Love Story: It’s definition (I googled) is “a tale of lovers”.
But, that’s not my concern. The idea for this blog randomly
struck my mind when I saw the words “true love story” and it got me wondering.
True love story, as such, has no definition.
Who decides though? Which love story is true and which is
untrue? Romeo & Juliet, Cleopatra & Mark Antony , Laila & Majnu,
Salim & Anarkali and some more tragic love stories are few that are
considered to be ‘true’. The stories
with sad endings. And then there are movies depicting the unconditional love
between a couple where one partner is diagnosed with some terminal disease
eventually or the ship they are travelling in hits an ice berg and sinks.

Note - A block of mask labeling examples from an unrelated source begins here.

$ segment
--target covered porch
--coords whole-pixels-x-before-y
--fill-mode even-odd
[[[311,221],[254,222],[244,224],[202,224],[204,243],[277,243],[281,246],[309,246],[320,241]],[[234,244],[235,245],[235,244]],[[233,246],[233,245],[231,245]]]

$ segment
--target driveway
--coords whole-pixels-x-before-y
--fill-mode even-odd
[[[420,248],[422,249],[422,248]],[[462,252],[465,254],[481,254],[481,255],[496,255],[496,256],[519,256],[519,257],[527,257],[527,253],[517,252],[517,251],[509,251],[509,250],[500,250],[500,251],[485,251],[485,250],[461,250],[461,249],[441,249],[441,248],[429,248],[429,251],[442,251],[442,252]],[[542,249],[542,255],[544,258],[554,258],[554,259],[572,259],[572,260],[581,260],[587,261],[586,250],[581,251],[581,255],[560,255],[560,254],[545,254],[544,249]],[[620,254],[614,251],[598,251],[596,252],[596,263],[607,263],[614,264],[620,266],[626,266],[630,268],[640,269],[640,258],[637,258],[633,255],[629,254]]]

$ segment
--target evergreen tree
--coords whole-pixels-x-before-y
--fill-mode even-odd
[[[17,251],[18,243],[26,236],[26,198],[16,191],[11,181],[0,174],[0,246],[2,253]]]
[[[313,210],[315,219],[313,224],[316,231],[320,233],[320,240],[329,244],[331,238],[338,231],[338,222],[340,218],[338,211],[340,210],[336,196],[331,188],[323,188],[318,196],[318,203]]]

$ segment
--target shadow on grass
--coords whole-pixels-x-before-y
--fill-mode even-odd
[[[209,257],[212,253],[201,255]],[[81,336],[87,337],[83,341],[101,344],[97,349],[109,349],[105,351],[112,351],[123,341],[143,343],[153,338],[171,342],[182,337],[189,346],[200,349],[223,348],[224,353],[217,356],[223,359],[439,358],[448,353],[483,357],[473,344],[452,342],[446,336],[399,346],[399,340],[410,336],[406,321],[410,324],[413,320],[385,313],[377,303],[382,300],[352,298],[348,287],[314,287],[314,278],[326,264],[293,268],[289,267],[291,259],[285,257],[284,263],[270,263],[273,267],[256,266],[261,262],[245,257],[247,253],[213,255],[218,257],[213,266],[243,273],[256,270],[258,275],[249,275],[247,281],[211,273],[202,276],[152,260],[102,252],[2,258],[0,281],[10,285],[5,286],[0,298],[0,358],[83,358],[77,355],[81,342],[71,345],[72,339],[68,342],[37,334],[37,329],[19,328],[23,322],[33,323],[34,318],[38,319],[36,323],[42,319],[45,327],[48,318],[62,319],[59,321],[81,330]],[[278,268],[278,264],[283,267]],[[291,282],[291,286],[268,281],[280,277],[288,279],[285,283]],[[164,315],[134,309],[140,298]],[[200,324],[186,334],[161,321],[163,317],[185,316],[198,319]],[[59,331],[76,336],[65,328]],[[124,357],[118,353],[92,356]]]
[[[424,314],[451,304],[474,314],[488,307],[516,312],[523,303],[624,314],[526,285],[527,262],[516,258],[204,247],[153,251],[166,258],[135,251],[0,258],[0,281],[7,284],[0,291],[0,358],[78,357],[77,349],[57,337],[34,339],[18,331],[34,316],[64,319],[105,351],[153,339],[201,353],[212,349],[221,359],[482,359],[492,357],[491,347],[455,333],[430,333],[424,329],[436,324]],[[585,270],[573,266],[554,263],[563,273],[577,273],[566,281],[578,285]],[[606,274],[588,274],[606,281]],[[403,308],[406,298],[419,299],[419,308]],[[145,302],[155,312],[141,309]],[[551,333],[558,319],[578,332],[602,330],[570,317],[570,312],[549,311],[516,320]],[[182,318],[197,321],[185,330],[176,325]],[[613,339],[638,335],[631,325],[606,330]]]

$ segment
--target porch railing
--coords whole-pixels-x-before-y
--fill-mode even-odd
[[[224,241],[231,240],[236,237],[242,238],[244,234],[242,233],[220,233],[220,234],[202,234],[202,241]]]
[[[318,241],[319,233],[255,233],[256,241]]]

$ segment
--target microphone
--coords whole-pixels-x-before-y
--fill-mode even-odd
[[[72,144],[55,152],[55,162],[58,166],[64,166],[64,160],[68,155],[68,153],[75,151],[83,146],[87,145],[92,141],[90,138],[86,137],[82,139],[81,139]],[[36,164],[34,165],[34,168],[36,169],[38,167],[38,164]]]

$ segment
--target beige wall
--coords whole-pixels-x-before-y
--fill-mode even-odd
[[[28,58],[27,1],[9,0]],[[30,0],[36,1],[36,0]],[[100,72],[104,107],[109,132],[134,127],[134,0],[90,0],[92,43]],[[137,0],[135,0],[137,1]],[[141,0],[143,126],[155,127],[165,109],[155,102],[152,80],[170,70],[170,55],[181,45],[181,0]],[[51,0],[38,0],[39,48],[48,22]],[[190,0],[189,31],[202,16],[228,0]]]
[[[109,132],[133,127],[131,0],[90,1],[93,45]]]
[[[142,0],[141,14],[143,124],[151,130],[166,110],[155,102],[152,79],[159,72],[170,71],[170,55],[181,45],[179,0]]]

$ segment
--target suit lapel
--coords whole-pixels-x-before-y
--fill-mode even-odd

As much as I love sappy sad stories, I hate how our notion
of true love stories has now become the very idea of someone sacrificing their
life either waiting for ‘the one’ or devoting their life to a dying loved one.
"True love stories never have endings."
And then there are these quotations which frame such very
notion of true love in our brains.
Whatever happened to our childhood when true love meant our
parents fighting ever second day and then making up to each other the next? The
constant nagging and arguments followed by “ladte wo hi hain jo pyaar karte
hain”. Rather, our grandparents. The time when the women in the house wore a pallu
over their head and had meek expressions with eyes that never met their husband’s
(atleast when they were not alone). That was also love, true one for that matter
but only in a way now alien to us.
Fortunately, I haven’t seen the tragic ones around me. But
when I see an old couple walking together at a market or a mall, I look at them
and think that is true love. I see my parents, and there I see true love. I see
my friends who sometimes fall out of relationships but I know their love was
true, only it just didn’t work out. Because sometimes it’s not meant to work
out. And sometimes, true love stories do end.